Using the nonlinear z/w value of NDC space is normally avoided. One normally does this by passing the absolute vertex Z distance by an additional varying. That way things stay portable.
Interresting question, but I doubt that it's achievable, since the viewport transformation is still fixed-function.
The first thing that comes to mind is to use glDepthRange (or its possible D3D counterpart) to change the mapping from NDC z to depth. But this won't work, since passing [-1,1] to glDepthRange will just clamp it to [0,1] and neither can you set it in D3D to [0.5,1], since before that everything will still be clipped against [0,1].
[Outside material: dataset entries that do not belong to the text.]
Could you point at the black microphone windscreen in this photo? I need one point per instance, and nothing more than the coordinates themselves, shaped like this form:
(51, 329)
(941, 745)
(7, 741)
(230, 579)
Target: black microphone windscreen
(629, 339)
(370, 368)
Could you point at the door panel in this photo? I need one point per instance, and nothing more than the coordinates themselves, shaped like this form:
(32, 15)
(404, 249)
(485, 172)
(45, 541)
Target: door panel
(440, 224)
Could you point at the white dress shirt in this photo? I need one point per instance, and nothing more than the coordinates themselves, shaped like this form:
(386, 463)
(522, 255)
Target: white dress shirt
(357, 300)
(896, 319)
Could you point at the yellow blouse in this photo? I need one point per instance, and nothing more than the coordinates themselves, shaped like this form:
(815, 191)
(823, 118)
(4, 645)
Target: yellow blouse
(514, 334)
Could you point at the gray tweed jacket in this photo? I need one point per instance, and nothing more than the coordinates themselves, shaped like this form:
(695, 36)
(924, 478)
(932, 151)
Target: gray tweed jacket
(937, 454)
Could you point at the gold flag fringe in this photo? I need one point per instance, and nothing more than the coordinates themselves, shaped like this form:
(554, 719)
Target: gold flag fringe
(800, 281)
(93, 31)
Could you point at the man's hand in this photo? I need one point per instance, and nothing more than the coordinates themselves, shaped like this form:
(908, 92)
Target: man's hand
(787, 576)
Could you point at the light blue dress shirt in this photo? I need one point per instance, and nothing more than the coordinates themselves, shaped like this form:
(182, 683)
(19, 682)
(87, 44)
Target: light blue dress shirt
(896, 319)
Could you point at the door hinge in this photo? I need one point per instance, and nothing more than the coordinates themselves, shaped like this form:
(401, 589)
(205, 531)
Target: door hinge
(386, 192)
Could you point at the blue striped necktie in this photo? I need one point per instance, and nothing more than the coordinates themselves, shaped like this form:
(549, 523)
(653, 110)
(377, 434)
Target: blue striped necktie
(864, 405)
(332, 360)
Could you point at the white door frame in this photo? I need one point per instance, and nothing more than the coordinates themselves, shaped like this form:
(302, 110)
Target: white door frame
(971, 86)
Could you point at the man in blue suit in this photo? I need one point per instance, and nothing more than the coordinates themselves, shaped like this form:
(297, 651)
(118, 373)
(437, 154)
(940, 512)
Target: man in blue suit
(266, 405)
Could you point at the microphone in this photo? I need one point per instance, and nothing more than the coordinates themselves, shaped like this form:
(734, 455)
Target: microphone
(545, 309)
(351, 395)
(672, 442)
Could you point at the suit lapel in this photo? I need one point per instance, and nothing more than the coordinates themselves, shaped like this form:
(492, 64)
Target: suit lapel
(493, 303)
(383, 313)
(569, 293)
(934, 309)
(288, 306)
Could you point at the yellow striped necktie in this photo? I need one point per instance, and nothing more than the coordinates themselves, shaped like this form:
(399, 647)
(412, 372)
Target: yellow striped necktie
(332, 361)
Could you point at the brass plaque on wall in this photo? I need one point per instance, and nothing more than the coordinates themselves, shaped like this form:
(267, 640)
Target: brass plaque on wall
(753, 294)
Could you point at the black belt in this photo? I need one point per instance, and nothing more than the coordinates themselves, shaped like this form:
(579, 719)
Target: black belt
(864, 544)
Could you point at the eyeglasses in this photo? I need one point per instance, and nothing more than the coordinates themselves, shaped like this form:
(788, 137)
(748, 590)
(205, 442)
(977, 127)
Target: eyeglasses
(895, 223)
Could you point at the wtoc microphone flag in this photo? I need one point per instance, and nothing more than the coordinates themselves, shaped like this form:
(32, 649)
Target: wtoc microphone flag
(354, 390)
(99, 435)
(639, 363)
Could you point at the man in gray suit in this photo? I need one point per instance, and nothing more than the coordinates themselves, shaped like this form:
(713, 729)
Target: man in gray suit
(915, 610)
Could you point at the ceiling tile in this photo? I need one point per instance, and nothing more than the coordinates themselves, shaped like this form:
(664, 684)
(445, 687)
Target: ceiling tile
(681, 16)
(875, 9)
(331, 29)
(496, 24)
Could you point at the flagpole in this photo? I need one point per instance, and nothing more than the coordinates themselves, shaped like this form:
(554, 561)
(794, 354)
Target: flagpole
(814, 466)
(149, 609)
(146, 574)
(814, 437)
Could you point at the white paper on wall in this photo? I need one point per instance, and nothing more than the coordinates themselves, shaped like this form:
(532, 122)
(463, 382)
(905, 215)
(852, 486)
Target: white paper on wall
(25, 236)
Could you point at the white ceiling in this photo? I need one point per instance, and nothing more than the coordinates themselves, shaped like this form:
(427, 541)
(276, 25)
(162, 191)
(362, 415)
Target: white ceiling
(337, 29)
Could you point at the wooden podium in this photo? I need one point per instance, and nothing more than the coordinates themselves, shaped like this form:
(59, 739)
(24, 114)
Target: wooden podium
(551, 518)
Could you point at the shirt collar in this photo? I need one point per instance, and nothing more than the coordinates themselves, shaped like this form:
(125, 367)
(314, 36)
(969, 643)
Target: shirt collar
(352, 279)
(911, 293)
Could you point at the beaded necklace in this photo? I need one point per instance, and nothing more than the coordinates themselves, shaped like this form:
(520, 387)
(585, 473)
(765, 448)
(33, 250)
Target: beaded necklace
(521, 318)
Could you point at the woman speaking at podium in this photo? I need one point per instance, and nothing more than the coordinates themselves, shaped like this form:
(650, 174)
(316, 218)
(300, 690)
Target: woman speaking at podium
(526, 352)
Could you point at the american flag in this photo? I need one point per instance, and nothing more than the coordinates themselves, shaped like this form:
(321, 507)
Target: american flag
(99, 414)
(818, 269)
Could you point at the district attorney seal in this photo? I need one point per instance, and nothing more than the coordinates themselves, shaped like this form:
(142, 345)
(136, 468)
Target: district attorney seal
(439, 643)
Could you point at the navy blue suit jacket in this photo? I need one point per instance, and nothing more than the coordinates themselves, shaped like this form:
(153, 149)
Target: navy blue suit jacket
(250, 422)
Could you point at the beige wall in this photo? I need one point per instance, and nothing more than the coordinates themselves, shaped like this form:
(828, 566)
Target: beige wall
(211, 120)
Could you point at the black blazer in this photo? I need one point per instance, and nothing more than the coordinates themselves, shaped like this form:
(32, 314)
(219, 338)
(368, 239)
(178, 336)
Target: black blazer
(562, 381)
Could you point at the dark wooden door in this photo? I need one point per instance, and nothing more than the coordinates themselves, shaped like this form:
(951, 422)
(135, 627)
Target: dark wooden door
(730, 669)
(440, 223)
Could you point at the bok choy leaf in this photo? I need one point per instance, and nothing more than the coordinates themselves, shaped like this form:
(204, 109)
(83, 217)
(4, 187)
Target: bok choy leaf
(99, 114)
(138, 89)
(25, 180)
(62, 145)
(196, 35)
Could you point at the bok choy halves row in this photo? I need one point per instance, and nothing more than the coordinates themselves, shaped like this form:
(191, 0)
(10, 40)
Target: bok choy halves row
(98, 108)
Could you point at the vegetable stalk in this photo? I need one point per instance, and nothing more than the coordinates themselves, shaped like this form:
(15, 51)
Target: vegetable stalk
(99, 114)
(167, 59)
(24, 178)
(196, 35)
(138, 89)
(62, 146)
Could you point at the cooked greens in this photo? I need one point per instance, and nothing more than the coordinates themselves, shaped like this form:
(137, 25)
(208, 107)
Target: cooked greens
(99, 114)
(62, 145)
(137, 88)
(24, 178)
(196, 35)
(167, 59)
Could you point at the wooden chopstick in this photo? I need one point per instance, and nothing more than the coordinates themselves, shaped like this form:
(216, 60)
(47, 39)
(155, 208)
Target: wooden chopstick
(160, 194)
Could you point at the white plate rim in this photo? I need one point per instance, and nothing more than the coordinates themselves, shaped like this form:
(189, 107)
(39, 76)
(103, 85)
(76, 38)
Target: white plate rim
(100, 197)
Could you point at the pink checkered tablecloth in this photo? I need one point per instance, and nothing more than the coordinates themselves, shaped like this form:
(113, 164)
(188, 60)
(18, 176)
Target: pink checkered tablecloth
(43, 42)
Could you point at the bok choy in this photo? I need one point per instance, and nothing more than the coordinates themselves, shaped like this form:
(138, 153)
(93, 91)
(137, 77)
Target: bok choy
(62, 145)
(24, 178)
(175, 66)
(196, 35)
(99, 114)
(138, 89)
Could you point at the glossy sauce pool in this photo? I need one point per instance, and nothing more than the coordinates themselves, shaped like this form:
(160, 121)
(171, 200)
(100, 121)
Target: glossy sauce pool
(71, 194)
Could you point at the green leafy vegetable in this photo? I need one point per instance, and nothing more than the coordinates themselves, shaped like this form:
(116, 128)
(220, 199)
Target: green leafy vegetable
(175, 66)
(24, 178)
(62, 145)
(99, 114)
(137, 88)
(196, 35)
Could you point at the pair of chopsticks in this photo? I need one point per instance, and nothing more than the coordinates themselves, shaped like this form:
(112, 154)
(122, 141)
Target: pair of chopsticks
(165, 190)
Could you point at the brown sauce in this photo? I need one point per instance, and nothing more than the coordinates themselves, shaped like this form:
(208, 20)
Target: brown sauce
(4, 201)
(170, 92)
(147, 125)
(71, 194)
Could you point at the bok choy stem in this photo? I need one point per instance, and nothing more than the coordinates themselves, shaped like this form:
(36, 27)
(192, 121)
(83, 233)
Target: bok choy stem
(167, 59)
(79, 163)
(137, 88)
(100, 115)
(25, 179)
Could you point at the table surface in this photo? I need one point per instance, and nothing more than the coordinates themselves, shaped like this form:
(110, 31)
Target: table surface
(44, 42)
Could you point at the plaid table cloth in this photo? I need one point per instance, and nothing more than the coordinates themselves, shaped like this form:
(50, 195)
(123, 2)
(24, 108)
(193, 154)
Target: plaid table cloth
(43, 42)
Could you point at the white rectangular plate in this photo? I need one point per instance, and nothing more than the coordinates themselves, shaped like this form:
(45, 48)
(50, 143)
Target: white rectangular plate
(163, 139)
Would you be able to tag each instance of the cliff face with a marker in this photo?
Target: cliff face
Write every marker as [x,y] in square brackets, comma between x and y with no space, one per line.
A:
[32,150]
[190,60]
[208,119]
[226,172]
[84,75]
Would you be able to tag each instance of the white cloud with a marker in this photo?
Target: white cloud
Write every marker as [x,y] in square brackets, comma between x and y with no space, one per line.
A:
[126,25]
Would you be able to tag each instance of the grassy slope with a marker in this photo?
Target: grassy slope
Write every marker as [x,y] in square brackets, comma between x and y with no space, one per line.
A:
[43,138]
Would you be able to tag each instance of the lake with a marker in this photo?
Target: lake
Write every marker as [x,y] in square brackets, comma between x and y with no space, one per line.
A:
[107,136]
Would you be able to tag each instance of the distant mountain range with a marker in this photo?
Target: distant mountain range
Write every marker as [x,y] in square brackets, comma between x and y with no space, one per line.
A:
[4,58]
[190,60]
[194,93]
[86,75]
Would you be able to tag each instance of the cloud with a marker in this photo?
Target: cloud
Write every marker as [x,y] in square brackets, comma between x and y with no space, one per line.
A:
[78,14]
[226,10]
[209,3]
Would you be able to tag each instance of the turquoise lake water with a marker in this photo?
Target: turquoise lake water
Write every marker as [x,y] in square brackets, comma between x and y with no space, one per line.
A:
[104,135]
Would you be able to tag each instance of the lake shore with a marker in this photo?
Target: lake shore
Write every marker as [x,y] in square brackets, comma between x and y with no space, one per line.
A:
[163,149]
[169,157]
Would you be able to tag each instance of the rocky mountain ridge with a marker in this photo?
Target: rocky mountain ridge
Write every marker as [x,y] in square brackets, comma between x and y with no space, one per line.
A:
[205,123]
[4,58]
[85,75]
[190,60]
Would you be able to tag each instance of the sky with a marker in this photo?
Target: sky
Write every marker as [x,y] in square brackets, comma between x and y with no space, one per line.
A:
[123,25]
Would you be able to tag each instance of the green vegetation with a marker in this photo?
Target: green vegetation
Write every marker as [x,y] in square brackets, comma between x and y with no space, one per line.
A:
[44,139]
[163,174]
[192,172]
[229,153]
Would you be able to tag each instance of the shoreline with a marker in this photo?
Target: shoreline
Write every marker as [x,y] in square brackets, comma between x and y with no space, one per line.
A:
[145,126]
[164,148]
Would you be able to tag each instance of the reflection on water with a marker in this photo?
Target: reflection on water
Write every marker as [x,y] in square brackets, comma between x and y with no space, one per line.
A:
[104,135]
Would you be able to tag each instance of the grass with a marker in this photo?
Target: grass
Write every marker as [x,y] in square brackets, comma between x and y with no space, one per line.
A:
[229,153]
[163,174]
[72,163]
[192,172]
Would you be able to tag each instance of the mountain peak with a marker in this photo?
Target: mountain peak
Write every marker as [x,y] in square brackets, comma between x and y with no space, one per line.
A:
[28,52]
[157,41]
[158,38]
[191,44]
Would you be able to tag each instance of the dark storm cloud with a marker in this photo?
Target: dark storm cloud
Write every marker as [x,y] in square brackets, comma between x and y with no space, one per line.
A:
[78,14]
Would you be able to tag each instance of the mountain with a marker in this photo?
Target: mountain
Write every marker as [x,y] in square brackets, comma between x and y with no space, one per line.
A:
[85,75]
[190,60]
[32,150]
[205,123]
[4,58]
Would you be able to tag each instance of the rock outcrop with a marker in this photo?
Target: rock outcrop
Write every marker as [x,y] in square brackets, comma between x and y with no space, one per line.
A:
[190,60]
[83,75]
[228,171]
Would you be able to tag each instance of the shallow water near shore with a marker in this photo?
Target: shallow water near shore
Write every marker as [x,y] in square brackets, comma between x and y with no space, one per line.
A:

But I don't think you need it too often, since in the fragment/pixel shader you get window coordinates with a normalized [0,1] depth (I expect Cg to behave similar to GLSL here). And in the vertex shader you would more often need the world or view space depth anyway, instead of the NDC z. If you really need it you may just base the decision on a preprocessor definition in the shader.
Where are you doing this testing of Z that you want to do?
If you're doing it in the fragment shader, then you shouldn't care. gl_FragCoord.z or whatever Cg's equivalent to this is in window-space. The window-space Z extent is defined by glDepthRange; by default, it goes from 0 to 1.
If you're doing this test in the vertex shader, then you'll just have to live with it. A better test might be one done in camera space, rather than clip-space or NDC space. At least then, you're usually dealing with world-sized distances.